Por conta de não estarem diretamente ligadas à ANS, muitos creem que as associações e empresas que atuam com os Cartões de Descontos em Saúde atuam livres de qualquer regra, lei ou fiscalização. Contudo, tais entidades atuam sujeitas a todas as leis, normas e regras que qualquer outra empresa ou entidade que atua no setor da saúde, ou qualquer outro. Para o caso das que atuam no Terceiro Setor, o rol de obrigações e deveres é ainda maior, para fazer jus aos benefícios que o modelo associativo oferece.
Fato é que todas podem sofrer regularmente fiscalizações do Ministério Público e Polícia Federal, ou qualquer outro órgão do estado que entenda como oportuno. A própria fiscalização da ANS é uma realidade, dado o fato das entidades atuarem no setor da saúde, ainda que sem a prestação direta de serviços ao consumidor final.
No caso da ANS, as fiscalizações tem sido um grande inconveniente para as empresas e associações que atuam no setor, pois conforme já ressaltado, a agência possui uma visão crítica e preconceituosa para com as entidades, por motivos óbvios, sendo comuns as aplicações de multas que chegam a R$ 250.000,00 e o encaminhamento dos casos ao Ministério Público para ajuizamento de ACP’s visando o encerramento das atividades das entidades, e uma séria de penalidades a seus administradores e gestores.
Dessa forma, fica o alerta para que os diretores das associações e empresas de “Cartões de Descontos em Saúde” busquem uma consultora jurídica preventiva e especializada nas áreas da Saúde, Direito Regulatório e Terceiro Setor, para que atuem corretamente e tenham condições de se defender em casos de fiscalizações e ações da ANS, Ministério Público e Polícia Federal, que questionem a legalidade de suas atividades. Existem profissionais do direito preparados para auxiliar tais associações e empresas, e nestas situações a atuação deles é imprescindível para uma boa condução e solução dos casos.

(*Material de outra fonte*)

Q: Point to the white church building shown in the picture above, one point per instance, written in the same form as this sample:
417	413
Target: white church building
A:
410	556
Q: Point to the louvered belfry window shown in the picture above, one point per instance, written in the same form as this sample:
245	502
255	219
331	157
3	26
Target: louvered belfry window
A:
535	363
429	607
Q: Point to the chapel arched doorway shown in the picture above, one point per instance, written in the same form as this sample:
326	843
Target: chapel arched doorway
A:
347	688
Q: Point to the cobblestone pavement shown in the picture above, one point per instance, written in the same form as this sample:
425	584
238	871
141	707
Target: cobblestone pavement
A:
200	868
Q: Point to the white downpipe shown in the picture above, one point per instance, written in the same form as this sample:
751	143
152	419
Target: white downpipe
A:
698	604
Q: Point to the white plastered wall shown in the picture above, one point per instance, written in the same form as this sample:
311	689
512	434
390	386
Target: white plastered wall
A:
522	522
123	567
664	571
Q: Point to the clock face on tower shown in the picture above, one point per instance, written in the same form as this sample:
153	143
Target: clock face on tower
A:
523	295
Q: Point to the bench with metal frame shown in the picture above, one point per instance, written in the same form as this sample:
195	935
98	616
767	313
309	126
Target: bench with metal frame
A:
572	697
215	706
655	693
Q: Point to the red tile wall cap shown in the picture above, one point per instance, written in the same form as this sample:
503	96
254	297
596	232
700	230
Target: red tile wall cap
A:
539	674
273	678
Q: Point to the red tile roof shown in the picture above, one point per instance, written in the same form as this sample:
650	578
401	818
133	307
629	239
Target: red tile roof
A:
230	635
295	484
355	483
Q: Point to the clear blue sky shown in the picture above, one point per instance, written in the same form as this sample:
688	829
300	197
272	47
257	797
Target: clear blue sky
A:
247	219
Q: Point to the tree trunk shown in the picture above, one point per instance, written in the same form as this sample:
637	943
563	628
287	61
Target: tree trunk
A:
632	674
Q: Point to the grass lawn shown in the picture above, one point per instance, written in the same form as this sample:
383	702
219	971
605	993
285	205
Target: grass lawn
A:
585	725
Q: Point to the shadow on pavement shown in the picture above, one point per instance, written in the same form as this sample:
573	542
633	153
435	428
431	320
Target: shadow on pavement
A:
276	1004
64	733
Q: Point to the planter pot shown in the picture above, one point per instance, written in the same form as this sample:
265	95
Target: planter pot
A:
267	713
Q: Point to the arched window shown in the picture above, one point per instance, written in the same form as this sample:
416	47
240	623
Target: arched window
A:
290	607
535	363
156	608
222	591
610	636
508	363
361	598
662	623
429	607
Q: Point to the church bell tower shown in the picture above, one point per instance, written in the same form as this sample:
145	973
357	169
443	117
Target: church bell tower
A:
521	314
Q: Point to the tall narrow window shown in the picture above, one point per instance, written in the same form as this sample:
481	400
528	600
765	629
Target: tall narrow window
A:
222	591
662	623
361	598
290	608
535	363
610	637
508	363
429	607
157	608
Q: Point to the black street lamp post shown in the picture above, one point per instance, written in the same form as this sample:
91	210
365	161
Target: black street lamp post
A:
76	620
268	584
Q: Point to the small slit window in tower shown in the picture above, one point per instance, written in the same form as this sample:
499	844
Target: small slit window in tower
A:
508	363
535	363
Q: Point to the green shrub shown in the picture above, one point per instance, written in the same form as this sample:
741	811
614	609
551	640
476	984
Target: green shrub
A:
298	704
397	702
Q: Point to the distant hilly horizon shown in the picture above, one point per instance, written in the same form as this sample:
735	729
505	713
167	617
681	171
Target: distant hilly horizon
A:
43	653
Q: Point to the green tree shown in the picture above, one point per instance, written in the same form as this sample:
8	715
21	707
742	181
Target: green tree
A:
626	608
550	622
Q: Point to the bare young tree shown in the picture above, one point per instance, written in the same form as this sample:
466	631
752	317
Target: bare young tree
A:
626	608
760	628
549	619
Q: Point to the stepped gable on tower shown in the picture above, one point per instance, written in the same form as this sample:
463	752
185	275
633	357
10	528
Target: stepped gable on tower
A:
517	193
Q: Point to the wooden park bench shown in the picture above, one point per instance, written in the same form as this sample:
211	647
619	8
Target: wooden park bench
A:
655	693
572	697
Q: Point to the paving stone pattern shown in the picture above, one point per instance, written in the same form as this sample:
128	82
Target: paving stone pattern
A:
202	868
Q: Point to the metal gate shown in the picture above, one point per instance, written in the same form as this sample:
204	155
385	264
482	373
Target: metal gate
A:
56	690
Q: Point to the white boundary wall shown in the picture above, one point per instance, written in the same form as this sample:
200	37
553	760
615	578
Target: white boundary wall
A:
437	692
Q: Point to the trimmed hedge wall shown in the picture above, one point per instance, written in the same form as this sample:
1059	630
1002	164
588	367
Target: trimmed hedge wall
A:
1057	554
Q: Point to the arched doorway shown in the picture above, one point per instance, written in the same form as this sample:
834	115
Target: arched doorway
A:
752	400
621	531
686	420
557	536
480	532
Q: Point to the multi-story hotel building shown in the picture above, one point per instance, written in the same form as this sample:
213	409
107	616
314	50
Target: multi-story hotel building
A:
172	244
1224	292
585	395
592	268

Se você é administrador ou gestor de uma associação ou empresa que oferta Cartão de Descontos ou Cartão Pré-pago na área da saúde, não deixe de contar com uma consultoria preventiva, exclusiva e em tempo integral. O escritório Renato Assis Advogados Associados atua fortemente com foco na ação preventiva, acompanhando em tempo real os casos vividos pelos clientes antes mesmo de se tornarem uma eventual ação judicial ou administrativa.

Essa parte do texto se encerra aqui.